The Labor and Greens parties are claiming it is little more than a vehicle for converting taxpayer funds into party donations. Labor has written to the Auditor General seeking an inquiry.

Liberal Party federal director, Mr Tony Nutt issued a statement on Wednesday. Significantly, it did not address the central point of recent reporting: the $1 million in donations.

He said the complied with the law but if the Finance Department or the Australian Electoral Commission or any regulator wanted to investigate, the party would fully assist.

So what’s the fuss?

Registered in the same office building as the Liberal Party’s Canberra headquarters – and including Mr Nutt and federal president Richard Alston on its board – Parakeelia was set up by party stalwart Ron Walker in 1989 to provide electoral monitoring software for Coalition MPs.

Each MP pays $2500 every year, much of which comes from a taxpayer-funded software allowance, to access Parakeelia’s software system, Feedback, to track the issues raised by individual constituents.

It is the use of taxpayer funds to pay for the service that are at issue, especially given the generosity of donations from Parakeelia to the Liberal Party.

Parakeelia transferred $500,000 to the federal Liberal division last financial year in what was the party’s second-biggest single source of funds. In 2013-14 it passed on $400,000 and the year before that it transferred $200,000.

Parakeelia 2
Founded in 1989, most Australians have never heard of Parakeelia until this election.
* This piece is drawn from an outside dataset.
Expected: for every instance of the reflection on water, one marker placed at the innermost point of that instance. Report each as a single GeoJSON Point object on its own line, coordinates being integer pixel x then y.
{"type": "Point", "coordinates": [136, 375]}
Photo: ABC

The Liberals have said payments from Parakeelia to the party were not donations; rather they were payments for services bought through the party including technology upgrades.

The Labor Party uses a similar software, Campaign Central, to track elector behaviour, but this service is independently owned.

What happens now?

Opposition Leader Bill Shorten says he has asked the Auditor-General to investigate Parakeelia’s operations and donations, branding them a “scam”.

“This looks like a Liberal Party washing machine turning taxpayer dollars into Liberal party profits,” Mr Shorten said.

Matters were made murkier on Monday when Fairfax Media claimed to have obtained emails showing that political staff whose wages are paid by the Commonwealth were simultaneously working for Parakeelia while earning taxpayer-funded salaries.

While Prime Minister Malcolm Turnbull has declined to comment on Parakeelia, saying “it’s a matter for the party organisation”, Treasurer Scott Morrison said the opposition’s call for an investigation was a “desperate witch hunt” to distract from Labor’s economic policies.

Deputy Liberal Leader Julie Bishop has also defended the service, saying it was “entirely legitimate”.

Mr Nutt released a statement on Wednesday defending the company’s arrangements, saying Parakeelia has been in existence through the administrations of various governments and as an entity of the Liberal Party it is subject to Australian Electoral Commission oversight. 

“If the Department of Finance, the AEC or any other relevant body has any queries the Liberal Party will fully assist as we would with any other regulatory body.”